Physician Associates (PAs) are healthcare professionals with a generalist medical education who work alongside doctors providing medical care as an integral part of the multidisciplinary team. Physician Associates are dependent practitioners who work under the supervision of a fully trained and experienced doctor. They bring new talent and add to the skill mix within teams, providing a stable, generalist section of the workforce which can help ease the workforce pressures that the NHS currently faces.
Podiatrists are healthcare professionals who have been trained to diagnose and treat foot and lower limb conditions. Podiatrists provide assessment, evaluation and foot care for a wide range of patients, which range from low risk to long-term acute conditions. Many patients fall into high risk categories such as those with diabetes, rheumatism, cerebral palsy, peripheral arterial disease and peripheral nerve damage.
Social Prescribing Link Worker
Health outcomes are intrinsically linked to social circumstances. Social factors often influence whether a person develops a health problem, and conversely, living with a health problem may adversely impact a person’s social situation. Social prescribing aims to address some of the wide range issues that contribute to or result from the presence of a health problem, and help a person connect with their community.
Social prescribing enables all primary care staff and local agencies to refer people to a link worker. Social Prescribing Link Workers (SPLWs) give people time and focus on what matters to the person as identified through shared decision making or personalised care and support planning. They connect people to community groups and agencies for practical and emotional support.

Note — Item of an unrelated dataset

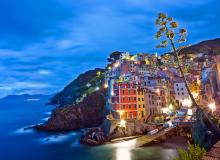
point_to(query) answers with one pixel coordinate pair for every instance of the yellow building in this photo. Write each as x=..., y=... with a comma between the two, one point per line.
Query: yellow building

They work within multidisciplinary teams and collaborate with local partners to support community groups to be accessible and sustainable, and help people to start new groups. Social prescribing complements other approaches such as ‘active signposting’.
Link workers typically support people on average over 6-12 contacts (including phone calls, meetings and home visits) with a typical caseload of 200-250 people per year, depending on the complexity of people’s needs and the maturity of the social prescribing scheme.